M.A. (OMISSIS), D.G.L., elettivamente

domiciliati in ROMA, VIALE MAZZINI 73 – Scala B – Interno 2, presso

lo studio dell’avvocato DI CAGNO Giovanni, che li rappresenta e

difende unitamente all’avvocato DI CAGNO ANGELO, giusta procura a

margine del ricorso;

– ricorrenti –

contro

M.D.;

– intimata –

avverso la sentenza n. 10354/2009 del TRIBUNALE di MILANO del

10/7/09, depositata il 07/08/2009;

udita la relazione della causa svolta nella Camera di consiglio del

27/01/2011 dal Consigliere Relatore Dott. MARIA MARGHERITA CHIARINI;

è presente il Procuratore Generale in persona del Dott. ROSARIO

GIOVANNI RUSSO.

La Corte, letti gli atti depositati:

Fatto

OSSERVA IN DIRITTO

Al relatore, nominato ai sensi dell’art. 376 cod. proc. civ., è apparso possibile definire il giudizio ai sensi dell’art. 375 cod. proc. civ., comma 1, n. 1 e pertanto ha redatto la relazione ai sensi dell’art. 380 bis cod. proc. civ., del seguente tenore: “Con sentenza del 7 agosto 2009 il Tribunale di Milano, qualificata opposizione all’esecuzione – avviata da M.A. e D.G.L. con pignoramento delle provvigioni spettanti a M.D. – l’istanza di quest’ultima di applicazione anche ai lavoratori di cui all’art. 409 c.p.c. dell’art. 545 c.p.c. – che limita ad un quinto la pignorabilità delle somme retributive – con conseguente impignorabilità dell’eccedenza, l’accoglieva per effetto della L. n. 35 del 2005, art. 13 bis, modificativo del D.P.R. n. 180 del 1950, art. 52.

Ricorrono per cassazione M.A. e D.G.L. per “Violazione e falsa applicazione del combinato disposto del D.P.R. n. 180 del 1950, artt. 1 e 52 – come modificati rispettivamente dalla L. n. 311 del 2004, art. 1, comma 137, e dalla L. n. 35 del 2005, art. 13 bis – nonchè dell’art. 545 c.p.c.”.

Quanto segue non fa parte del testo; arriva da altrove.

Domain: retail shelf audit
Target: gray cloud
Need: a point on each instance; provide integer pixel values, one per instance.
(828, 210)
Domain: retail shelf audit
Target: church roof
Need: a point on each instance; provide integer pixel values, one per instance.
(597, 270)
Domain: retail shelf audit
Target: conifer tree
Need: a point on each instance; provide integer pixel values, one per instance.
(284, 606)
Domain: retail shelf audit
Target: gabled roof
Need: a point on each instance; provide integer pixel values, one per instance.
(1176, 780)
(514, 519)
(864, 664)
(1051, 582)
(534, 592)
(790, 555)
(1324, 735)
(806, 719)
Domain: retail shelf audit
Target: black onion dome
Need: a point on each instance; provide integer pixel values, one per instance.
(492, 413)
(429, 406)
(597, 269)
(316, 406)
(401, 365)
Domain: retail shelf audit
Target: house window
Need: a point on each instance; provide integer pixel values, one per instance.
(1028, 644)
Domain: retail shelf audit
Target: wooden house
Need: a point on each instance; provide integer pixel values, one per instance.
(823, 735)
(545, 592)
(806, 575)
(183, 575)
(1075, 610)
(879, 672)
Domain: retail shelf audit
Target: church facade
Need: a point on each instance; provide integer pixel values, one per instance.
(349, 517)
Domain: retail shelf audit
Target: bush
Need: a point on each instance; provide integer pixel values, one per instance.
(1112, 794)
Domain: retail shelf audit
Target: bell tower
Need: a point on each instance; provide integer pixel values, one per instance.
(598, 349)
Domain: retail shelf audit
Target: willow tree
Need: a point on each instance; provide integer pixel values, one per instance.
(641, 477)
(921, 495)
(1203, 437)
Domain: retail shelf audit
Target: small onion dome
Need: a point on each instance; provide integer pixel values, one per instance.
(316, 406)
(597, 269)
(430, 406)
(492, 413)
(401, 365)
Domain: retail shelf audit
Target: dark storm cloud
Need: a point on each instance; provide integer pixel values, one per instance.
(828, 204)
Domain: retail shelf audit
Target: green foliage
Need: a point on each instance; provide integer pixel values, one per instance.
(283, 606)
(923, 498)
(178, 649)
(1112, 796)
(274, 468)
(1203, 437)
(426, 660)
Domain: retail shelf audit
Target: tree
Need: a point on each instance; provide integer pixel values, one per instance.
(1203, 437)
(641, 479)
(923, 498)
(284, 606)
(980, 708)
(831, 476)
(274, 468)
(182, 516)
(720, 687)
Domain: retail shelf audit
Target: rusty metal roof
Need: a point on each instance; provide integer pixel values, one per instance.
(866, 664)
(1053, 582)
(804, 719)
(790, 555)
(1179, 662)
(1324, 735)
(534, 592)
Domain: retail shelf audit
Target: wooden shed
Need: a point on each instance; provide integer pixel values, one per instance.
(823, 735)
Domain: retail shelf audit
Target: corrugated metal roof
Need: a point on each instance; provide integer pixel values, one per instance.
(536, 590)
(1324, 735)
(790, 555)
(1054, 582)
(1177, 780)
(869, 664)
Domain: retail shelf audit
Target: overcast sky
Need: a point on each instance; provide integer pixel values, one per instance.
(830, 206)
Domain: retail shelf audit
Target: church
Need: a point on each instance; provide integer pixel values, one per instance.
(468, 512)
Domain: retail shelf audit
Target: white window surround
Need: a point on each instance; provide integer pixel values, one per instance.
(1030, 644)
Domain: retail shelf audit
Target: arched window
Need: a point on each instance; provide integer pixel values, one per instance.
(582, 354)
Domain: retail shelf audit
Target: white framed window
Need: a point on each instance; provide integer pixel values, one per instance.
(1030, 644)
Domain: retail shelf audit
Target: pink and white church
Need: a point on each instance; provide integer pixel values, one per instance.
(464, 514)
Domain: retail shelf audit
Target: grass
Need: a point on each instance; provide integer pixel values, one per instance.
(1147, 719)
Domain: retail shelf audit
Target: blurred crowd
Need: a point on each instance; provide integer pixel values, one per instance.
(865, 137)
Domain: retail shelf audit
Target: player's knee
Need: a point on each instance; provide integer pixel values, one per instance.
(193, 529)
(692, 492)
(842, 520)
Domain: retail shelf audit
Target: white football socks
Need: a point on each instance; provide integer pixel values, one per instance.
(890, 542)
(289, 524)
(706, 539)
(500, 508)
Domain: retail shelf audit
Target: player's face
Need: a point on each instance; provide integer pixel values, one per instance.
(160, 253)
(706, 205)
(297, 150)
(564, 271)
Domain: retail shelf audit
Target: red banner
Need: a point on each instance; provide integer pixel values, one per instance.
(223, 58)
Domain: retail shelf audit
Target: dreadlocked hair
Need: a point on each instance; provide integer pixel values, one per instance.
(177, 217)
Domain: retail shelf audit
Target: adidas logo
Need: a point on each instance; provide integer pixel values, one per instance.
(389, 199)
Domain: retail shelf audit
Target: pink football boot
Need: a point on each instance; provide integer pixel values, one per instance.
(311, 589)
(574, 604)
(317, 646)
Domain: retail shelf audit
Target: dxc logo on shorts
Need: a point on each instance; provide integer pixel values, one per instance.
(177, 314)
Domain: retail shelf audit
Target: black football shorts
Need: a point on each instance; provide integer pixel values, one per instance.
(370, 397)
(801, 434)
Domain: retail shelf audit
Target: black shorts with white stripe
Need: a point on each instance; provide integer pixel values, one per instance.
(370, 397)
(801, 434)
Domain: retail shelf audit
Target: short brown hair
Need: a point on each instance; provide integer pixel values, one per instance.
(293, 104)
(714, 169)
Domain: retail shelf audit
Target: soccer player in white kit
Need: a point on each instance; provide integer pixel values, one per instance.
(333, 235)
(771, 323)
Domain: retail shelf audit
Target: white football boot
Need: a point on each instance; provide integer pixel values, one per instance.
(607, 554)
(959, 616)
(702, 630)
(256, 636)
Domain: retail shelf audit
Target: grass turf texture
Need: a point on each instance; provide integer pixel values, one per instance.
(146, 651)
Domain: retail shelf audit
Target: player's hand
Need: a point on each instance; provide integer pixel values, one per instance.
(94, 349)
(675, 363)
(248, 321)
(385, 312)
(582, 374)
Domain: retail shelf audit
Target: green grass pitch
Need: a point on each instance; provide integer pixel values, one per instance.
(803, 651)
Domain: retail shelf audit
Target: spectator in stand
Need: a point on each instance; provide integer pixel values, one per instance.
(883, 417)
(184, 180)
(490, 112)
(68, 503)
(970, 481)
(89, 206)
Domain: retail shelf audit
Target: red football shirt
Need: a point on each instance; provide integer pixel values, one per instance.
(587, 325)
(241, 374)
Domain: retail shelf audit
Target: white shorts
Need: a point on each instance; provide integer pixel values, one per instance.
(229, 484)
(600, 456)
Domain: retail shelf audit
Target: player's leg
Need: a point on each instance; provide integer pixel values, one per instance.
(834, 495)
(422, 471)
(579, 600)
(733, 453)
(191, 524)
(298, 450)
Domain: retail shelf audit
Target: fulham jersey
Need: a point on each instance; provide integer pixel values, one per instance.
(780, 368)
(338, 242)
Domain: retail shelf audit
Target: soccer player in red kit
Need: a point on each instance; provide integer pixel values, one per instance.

Il ricorso è inammissibile poichè la L. n. 6 del 2009, art. 49, comma 2, applicabile alle sentenze pubblicate a decorrere dal 4 luglio 2009, ha soppresso l’ultimo periodo dell’art. 616 c.p.c., introdotto dalla L. n. 52 del 2006 con decorrenza dal primo marzo 2006 secondo il quale il giudizio di cognizione sull’opposizione all’esecuzione era deciso con sentenza non impugnabile, e pertanto il ricorso straordinario per cassazione è inammissibile e la sentenza è impugnabile con l’appello”.

La relazione è stata comunicata al pubblico ministero e notificata ai difensori dei ricorrenti. Non sono state presentate conclusioni scritte nè memorie, e nessuno è comparso.

Diritto

RITENUTO IN DIRITTO

All’adunanza il Procuratore Generale presso la Corte ha chiesto di confermare la relazione e in Camera di consiglio il collegio ne ha condiviso le argomentazioni e le conclusioni. Quindi il ricorso è dichiarato inammissibile. Non si deve provvedere sulle spese, a norma degli artt. 91 e 385 cod. proc. civ., non avendo l’intimata espletato alcuna attività processuale.

P.Q.M.

La Corte dichiara inammissibile il ricorso.

Così deciso in Roma, nella Camera di consiglio della Civile Sesta – 3, il 27 gennaio 2011.